Performance expectations to be addressed in some form:
 a) Role / title / and how presented to all stakeholders.
b) Clearly identify what knowledge to be transferred and how this will be managed.
c) Clearly model how internal day to day functions of Seller will be transferred over to the new leadership.
d) Hours of work.
e) Meetings expected to attend.
f) Introductions to key stakeholders with clear agreement of what will be covered.
g) Introduction to bank relationship even if Buyer intends to change.
h) Wind down schedule for Seller to include the milestones required to meet all the expectations.

Financial compensation:
a) Strategically the basic Work Agreement should be framed in negotiations process with compensation for the Sellers work out term as part of the building blocks of a fair deal.
b) Rate of pay; which is usually tied into how milestones are achieved. Typically we see full time for a period, down to a few days per week for appropriate term, then one day a week, then formal exit, then only occasional special functions i.e.: senior employee retire etc.
c) This is generally easiest to manage when the structure of the deal somehow relates performance of company to compensation. i.e.: Maintain or exceed the same volume with Top 10 Clients for a year would allow for some form of bonus at end of term.

In the end the Buyer wants to have bought a company that meets and exceeds previous performance history. What could possibly go wrong with this? The fact is every Buyer eventually thinks they are smarter than the Seller. Every Seller has a very high opinion of the value of their experience and business savvy. During the negotiation process the expectations should identify what expectations were mutually agreed as realistic. This is where common sense should reign and allows both parties to develop a sense for whether or not they can work together. When either party is operating with a great deal of personal restraint in order to get the deal done, it makes no sense to stay working together for one minute longer than required to pass the baton.

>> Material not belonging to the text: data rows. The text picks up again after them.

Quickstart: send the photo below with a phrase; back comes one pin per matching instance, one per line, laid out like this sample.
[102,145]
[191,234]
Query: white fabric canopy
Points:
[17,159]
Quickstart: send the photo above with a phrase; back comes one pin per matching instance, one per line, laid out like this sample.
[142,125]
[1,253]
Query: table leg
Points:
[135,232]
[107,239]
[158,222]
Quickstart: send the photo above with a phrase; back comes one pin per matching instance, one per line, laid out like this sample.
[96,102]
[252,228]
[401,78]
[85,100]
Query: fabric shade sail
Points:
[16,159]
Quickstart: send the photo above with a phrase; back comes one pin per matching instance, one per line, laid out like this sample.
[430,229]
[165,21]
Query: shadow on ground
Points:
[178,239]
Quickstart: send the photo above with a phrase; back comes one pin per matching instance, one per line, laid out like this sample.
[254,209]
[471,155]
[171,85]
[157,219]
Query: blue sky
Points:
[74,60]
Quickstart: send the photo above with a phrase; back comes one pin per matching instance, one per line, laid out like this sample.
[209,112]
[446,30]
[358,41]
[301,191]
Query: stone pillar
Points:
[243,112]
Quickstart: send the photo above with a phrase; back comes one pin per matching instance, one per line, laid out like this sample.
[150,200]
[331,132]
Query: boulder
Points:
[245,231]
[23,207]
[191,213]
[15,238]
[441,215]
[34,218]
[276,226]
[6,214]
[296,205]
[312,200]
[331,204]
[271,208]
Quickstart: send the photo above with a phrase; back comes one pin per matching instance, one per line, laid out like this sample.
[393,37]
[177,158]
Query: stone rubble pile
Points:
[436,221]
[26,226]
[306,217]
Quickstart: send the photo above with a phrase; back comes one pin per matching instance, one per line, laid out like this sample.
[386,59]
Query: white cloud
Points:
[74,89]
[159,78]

On the other side of the coin, we have seen over confident Buyers who decide “how hard can it be” only to find out the value of business is declining everyday as staff leave or Clients decide to test other service providers, or all the energy is going into solving new problems rather than maintaining course long enough learn what it takes to really get the job done. In cases where the role and expectations are not clear or simply tied to time (i.e.: 12 months) the opportunity for frustration and challenges to the business can escalate dramatically.
a) While Seller knows he has cashed the cheque so the business is sold, having the Seller involved at the same level as prior to sale, can trigger many opportunities to conflict with Buyers ideas of how operations or decisions should be made.
b) In some cases the Seller has been mandated to “run” business as usual. In most cases the real purpose of having that Seller around is to allow the Buyer to identify the critical dots to be connected and assist in managing any damage control required for the stakeholders.
c) If the Buyers goal is to work together to insure the best knowledge transfer and have the Buyer take full reigns as soon as possible, at some point the situations start repeating themselves and two decision makers are redundant. Both parties should agree how to address that before it becomes a problem.
d) In most cases the Sellers world has significantly changed. While he was responsible for the business outcome for years, now he has “the money” and it is a whole new world. If the expectations were not discussed early in the negotiation process any new suggestions of “we need you to do this or that” can lead to significant disagreements and frustrations.
e) While the Seller is on their way out anyway, the fact is a lot of the stakeholders have some form of loyalty to the Seller. Few people, including the Seller have the discipline to keep their opinions to themselves, so now everyone is hearing bits and pieces from the disgruntled Seller... and the Buyer is focusing on damage control instead of running the business. Keeping them on or cutting them loose? Answer: This should be a deliberate and integral component of the strategic planning in the negotiation of the deal... or leave this to the end only to find the consequences more painful than the process.